A computational analysis of the hydrodynamic instability of a liquid jet focused into a converging microchannel

The instability of a focused liquid jet is studied by semi-analytical methods and by methods of computational fluid dynamics. The semi-analytical approach relies on earlier work on the instability of an extending liquid thread and is based on the Stokes flow regime and small-amplitude perturbations. The evolution of different excitation modes is evaluated and compared. Through hydrodynamic focusing and the corresponding extensional flow an initially stable mode may become unstable and it depends on the position away from the inlet which mode is to be regarded as the most unstable one.

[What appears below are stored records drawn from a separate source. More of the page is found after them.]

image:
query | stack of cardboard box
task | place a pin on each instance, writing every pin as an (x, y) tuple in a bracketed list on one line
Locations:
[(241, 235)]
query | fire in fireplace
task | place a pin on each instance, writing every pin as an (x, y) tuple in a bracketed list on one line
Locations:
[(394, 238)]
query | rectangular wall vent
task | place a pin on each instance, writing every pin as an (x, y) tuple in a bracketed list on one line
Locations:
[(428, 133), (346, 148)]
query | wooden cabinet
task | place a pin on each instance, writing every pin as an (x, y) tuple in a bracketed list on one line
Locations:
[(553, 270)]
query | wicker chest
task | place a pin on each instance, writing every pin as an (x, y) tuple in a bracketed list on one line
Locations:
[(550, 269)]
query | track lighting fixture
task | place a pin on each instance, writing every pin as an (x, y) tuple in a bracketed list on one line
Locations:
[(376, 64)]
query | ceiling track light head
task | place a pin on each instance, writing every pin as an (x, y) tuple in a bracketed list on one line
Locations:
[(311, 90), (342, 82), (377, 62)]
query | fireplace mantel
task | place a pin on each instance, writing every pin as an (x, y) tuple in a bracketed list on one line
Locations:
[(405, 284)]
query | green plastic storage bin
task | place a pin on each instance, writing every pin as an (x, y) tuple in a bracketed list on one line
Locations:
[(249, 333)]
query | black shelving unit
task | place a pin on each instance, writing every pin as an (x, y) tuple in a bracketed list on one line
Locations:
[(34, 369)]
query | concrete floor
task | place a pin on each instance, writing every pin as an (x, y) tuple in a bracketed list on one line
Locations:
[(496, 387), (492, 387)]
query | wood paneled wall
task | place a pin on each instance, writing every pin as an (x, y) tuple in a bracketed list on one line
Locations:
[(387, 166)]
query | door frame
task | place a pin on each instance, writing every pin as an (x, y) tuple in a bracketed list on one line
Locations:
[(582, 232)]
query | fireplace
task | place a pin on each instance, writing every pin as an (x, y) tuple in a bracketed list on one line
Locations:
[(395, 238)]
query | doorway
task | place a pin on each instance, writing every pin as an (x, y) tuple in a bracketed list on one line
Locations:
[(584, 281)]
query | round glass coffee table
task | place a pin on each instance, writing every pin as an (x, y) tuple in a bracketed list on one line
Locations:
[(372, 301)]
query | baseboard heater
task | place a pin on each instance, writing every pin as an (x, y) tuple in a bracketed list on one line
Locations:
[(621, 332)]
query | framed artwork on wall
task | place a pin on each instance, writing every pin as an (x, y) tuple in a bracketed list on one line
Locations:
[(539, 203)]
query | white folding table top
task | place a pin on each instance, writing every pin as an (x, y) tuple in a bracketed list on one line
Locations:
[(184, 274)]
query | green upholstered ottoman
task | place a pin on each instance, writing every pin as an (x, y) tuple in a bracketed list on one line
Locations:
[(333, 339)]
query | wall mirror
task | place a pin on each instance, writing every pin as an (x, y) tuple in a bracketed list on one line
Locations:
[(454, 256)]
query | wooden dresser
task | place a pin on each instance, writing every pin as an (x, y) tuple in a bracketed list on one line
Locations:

When plotting a hypothetical jet decay length against the excitation wave number, a comparatively broad minimum is exhibited. The CFD simulations based on the volume-of-fluid method show that the jet may break up either in the conical focusing zone or in the attached capillary, depending on the flow velocity. When the deformation of the jet surface reaches a certain amplitude, the jet assumes a “beads-on-a-string” structure instead of a shape derived from a harmonic perturbation. A jet decay within the capillary produces elongated droplets with cusped ends. When comparing the results of the CFD and the semi-analytical model, it turns out that the CFD simulations predict more stable jets with a larger decay length. An analysis of the flow velocity field shows that the increased stability might be due to the interaction of the jet with the channel walls.